Cumin Potatoes are great for those who like their food to have a lot of flavors. This is the vegan option if you’re seeking a “meat and potatoes” dinner but don’t want to eat animal products.
WHERE THE FLAVORS OF CHINA COME FROM
If you’ve ever had Cumin Lamb, you’ll recognize the flavors in this recipe, which are inspired by the same combination of spices and aromatics in Cumin Lamb but use pan-fried potatoes instead. We first saw it in action on the streets of Xi’an at a night market selling street food, where cooks were frying food in woks positioned over what looked like gigantic oil barrels and other homemade chimney-like cooktops.
Little baby potatoes are the right size for this dish and are a cute addition to a salad or appetizer. Because they’re a touch pricey, I’d recommend using ordinary potatoes in their place. Slice them thinly (approximately 1/4 inch thick) and skip the “smashing” stage to save money. It’s still necessary to pan-fry both sides of sliced potatoes if you want a crispy exterior. Using this method stops the slices from breaking apart and becoming a cumin potato hash.
WHAT CAN I SERVE THESE POTATOES WITH?
What are you going to serve these cumin potatoes with, then? If you’ve been following our blog, you know that we eat rice with just about anything. The side of rice often accompanies our steaks. Yes, I’m joking, but the advice remains the same! These potatoes will be an excellent addition to meatloaf, roast meats, or a steak meal if you’re not a fan of carb loading.
This recipe for Cumin Potatoes is an excellent alternative to traditional mashed potatoes.
- 1 pound of baby Yukon gold potatoes
- 2 cloves of minced garlic
- 1 chopped scallion
- 1 small diced onion
- ¼ cup of chopped cilantro
- 3 tablespoons of oil
- 1 tablespoon of water
- 2 teaspoons of light soy sauce
- ¼ teaspoon of sugar
- 1 teaspoon of cumin powder
- 1 teaspoon of cumin seeds
- 1 teaspoon of sesame oil
- dash of crushed chili flakes
- The potatoes should be cooked after 15 minutes of boiling in a kettle of water. They know they’re ready when a fork passes through easily.
- After draining and cooling slightly, lightly flatten each potato with the flat side of a large knife until the skin splits open, but the potato remains whole. Don’t press too hard, or they’ll break.
- An iron skillet or nonstick pan with a flat bottom should be heated with 2 teaspoons of oil. Potatoes should be lightly browned on all sides. If you’re pressed for time, you can skip this step. Just be aware that browning gives the potatoes a richer, more roasted flavor.

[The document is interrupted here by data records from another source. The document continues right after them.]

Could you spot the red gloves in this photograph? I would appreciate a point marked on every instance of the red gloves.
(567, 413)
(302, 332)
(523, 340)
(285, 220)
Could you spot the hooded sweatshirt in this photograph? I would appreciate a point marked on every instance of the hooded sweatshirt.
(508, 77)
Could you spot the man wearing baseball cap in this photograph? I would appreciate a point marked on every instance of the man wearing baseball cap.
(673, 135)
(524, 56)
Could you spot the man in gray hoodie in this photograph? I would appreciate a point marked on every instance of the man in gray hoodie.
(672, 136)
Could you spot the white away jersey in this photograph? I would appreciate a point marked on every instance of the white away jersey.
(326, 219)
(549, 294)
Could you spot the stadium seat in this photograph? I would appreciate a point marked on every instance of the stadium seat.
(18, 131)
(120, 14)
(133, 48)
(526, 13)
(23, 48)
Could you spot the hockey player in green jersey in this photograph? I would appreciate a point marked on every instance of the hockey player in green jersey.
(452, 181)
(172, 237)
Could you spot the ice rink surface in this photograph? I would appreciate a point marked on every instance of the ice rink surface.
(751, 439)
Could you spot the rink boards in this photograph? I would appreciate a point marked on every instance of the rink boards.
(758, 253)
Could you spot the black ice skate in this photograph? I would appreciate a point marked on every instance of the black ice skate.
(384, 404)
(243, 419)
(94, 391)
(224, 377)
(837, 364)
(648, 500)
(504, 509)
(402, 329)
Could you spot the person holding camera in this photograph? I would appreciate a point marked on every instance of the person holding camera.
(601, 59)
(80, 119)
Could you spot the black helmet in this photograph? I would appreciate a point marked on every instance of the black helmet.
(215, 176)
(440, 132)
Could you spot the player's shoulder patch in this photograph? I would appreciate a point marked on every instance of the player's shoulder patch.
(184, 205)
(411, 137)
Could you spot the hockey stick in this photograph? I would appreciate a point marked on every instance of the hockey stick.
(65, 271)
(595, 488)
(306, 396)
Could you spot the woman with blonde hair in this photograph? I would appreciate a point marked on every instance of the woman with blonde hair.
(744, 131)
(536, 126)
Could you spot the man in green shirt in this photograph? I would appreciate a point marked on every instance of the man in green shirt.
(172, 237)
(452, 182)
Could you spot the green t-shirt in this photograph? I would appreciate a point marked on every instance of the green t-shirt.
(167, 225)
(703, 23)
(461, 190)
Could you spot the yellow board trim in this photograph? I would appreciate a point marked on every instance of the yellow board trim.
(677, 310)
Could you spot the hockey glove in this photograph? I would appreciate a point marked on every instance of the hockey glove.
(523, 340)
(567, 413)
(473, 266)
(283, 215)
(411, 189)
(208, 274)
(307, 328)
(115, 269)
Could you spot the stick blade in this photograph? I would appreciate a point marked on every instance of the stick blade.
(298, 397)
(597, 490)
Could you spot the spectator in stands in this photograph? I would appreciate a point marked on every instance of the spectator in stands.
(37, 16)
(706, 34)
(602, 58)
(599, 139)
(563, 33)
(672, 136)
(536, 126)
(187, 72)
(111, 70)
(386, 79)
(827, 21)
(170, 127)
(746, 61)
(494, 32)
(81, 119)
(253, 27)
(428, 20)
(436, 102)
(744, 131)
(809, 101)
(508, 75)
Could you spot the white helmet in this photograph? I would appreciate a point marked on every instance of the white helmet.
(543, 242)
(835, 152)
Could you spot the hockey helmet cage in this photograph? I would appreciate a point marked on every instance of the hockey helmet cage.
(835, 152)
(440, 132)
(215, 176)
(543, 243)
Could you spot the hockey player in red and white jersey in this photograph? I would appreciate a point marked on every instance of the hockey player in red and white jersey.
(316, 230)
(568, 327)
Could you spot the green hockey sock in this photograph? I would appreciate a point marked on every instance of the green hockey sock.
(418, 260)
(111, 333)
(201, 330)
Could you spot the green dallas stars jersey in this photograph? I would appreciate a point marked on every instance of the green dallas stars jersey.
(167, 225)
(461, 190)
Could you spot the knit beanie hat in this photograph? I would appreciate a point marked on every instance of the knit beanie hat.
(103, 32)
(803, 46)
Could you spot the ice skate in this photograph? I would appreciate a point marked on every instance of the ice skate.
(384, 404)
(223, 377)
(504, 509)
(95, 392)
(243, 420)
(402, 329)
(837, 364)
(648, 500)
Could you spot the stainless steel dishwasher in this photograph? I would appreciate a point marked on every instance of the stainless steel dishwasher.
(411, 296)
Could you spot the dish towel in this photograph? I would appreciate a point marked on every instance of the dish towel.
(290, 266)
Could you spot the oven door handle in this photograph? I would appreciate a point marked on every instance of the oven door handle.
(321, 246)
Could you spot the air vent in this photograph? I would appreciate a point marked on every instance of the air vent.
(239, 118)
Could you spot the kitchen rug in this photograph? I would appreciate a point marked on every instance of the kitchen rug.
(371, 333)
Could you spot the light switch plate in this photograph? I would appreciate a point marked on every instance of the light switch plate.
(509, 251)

- The final tablespoon of oil in your wok should be heated over medium-high heat. The diced onion, 2 cloves of minced garlic, and 1 teaspoon of cumin seeds are added. The onion should be cooked for about a minute or until transparent. Add the potatoes after that, along with 2 teaspoons of light soy sauce, 1/4 teaspoon of sugar, 1 teaspoon of cumin powder, 1 tablespoon of water, 1 teaspoon of sesame oil, and a few crushed red pepper flakes for flavor.
- Use a wok spatula to swirl the potatoes in the spices gently. Add the cilantro and scallion after adding salt to taste. Before transferring to a serving plate, gently stir everything together one more time.